Studio album by Monica
- Released: September 11, 2002 (Japan)
- Recorded: 2000–2002
- Genre: R&B
- Length: 47:24
- Label: J
- Producers: Dallas Austin; Peter Biker; Bryan Michael Cox; Jermaine Dupri; David Foster; Fred Jerkins III; Rodney "Darkchild" Jerkins; Soulshock & Karlin; Ric Wake;

Monica chronology
| The Boy Is Mine (1998) | All Eyez on Me (2002) | After the Storm (2003) |

Singles from All Eyez on Me
- "All Eyez on Me" Released: June 17, 2002;

= All Eyez on Me (Monica album) =

All Eyez on Me is the third album by the American recording artist Monica. Named after its lead single "All Eyez on Me", it marked the singer's first record under Clive Davis's J Records roster, and was first released on September 11, 2002, in Japan. The tracks on the album are a mixture of uptempo songs and ballads, and it was crafted by producers such as Dallas Austin, Bryan Michael Cox, Jermaine Dupri, Rodney "Darkchild" Jerkins, and Soulshock & Karlin.

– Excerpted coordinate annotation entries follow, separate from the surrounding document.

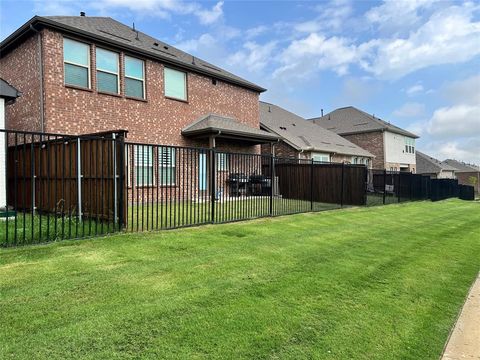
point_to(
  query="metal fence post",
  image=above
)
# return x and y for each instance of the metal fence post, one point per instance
(272, 182)
(115, 194)
(212, 184)
(311, 185)
(399, 188)
(341, 192)
(121, 164)
(384, 184)
(79, 180)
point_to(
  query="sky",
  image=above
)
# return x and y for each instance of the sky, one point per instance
(414, 63)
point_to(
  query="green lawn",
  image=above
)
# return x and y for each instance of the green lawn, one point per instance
(382, 282)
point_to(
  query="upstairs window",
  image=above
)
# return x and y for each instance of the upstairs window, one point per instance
(175, 84)
(76, 58)
(134, 77)
(166, 165)
(107, 71)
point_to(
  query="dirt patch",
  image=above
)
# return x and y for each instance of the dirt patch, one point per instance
(464, 343)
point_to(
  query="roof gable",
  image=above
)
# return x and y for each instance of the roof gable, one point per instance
(303, 135)
(350, 120)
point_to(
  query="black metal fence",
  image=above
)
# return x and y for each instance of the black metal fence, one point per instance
(61, 187)
(64, 187)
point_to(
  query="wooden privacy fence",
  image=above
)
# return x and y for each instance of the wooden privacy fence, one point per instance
(77, 176)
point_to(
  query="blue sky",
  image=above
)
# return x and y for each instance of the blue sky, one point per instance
(415, 63)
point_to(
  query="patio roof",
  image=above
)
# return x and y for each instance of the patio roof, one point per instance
(226, 127)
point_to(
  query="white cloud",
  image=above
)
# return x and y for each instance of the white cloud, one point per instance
(449, 36)
(410, 110)
(455, 121)
(465, 91)
(397, 15)
(253, 56)
(332, 17)
(210, 16)
(414, 90)
(163, 8)
(307, 55)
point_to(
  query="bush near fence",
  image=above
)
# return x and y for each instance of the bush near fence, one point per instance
(64, 187)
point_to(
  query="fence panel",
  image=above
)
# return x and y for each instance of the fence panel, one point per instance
(60, 187)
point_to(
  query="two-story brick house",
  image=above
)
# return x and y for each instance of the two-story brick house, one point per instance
(80, 74)
(393, 147)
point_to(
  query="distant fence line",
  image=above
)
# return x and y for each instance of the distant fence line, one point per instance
(65, 187)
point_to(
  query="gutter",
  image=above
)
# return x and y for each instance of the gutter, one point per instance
(9, 41)
(40, 70)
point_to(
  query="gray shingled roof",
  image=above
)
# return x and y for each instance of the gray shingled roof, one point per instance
(212, 123)
(350, 120)
(7, 91)
(429, 165)
(461, 166)
(106, 29)
(303, 135)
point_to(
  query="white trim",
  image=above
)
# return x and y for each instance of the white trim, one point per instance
(133, 77)
(117, 74)
(89, 62)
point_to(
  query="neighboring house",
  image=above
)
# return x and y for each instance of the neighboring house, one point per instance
(304, 140)
(393, 147)
(467, 174)
(81, 74)
(427, 165)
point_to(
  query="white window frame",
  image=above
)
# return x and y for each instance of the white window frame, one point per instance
(88, 67)
(165, 84)
(135, 78)
(161, 167)
(321, 155)
(136, 166)
(117, 74)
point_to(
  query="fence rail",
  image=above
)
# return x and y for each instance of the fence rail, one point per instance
(63, 186)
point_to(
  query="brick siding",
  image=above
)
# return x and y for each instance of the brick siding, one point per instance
(21, 69)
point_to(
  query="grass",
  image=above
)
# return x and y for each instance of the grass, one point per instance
(26, 229)
(363, 283)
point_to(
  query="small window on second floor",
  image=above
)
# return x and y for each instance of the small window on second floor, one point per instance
(76, 58)
(134, 77)
(107, 71)
(175, 84)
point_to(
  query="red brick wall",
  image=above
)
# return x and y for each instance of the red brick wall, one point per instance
(21, 69)
(373, 143)
(157, 120)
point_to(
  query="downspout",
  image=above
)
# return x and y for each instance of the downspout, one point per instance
(40, 70)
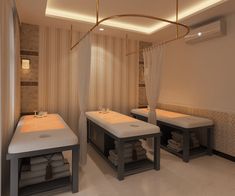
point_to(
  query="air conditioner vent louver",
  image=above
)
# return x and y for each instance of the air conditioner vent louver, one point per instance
(205, 32)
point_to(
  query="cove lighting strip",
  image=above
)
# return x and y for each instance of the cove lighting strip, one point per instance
(202, 6)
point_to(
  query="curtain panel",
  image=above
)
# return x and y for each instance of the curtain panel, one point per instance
(153, 59)
(113, 75)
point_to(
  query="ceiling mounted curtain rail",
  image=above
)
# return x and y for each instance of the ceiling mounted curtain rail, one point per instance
(98, 22)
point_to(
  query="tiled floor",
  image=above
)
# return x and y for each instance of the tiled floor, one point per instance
(205, 176)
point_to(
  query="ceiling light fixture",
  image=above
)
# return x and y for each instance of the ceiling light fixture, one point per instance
(196, 8)
(98, 22)
(199, 34)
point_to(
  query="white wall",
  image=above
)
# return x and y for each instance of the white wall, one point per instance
(201, 75)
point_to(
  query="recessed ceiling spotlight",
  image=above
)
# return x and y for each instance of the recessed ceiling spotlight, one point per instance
(199, 34)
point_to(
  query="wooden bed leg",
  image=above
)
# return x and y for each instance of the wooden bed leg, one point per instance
(75, 169)
(157, 141)
(14, 177)
(120, 167)
(186, 146)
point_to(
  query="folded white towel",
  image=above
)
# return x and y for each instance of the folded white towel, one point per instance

Released to mixed reviews by music critics, the album reached number 14 on the Japanese Albums chart. Its preceding lead single, "All Eyez on Me", achieved moderate commercial success on the charts. Expected to be released on November 12, 2002, in the United States, the album was eventually put on hold after being heavily bootlegged following its Japanese release and became widely available through Internet file-sharing services. The album was then partially re-recorded and retooled as After the Storm in 2003 with original album cut, "U Should've Known Better", released as its fourth single in 2004.

== Background ==
In June 2000, in an interview with MTV News, Monica revealed that she was planning to start working on a follow-up to her 1998 album, The Boy Is Mine, throughout the summer season, with a first single to be released by October of the same year. Expressing her interest in reteaming with the core musicians she had worked with on her second album – including frequent collaborators Dallas Austin, Rodney Jerkins, David Foster, Daryl Simmons, and Jermaine Dupri – the singer expected the album to be released in the first quarter of 2001 following her involvement with Oscar Mayer's Jingle Jam Talent Search contest and the filming of her first major motion picture, Love Song (2001). The following month, personal tribulations put a temporary halt on the album's production when her former boyfriend Jarvis "Knot" Weems committed suicide. In July 2000, Monica and Weems were together at the graveside of Weems's brother, who had died in an automobile accident at age 25 in 1998, when Weems, without warning, put a gun to his head and shot himself to death. Knot left behind a daughter from a previous relationship, who Monica took into care after going into hiatus. "Jarvis' death had everything to do with me not working," she said in 2001. "I was not able [...] I was working all these hours after it happened, [but] I realized in the midst of everything, I couldn't handle it. I'm not ashamed to say that I decided to step back and get the help I needed to really come from within."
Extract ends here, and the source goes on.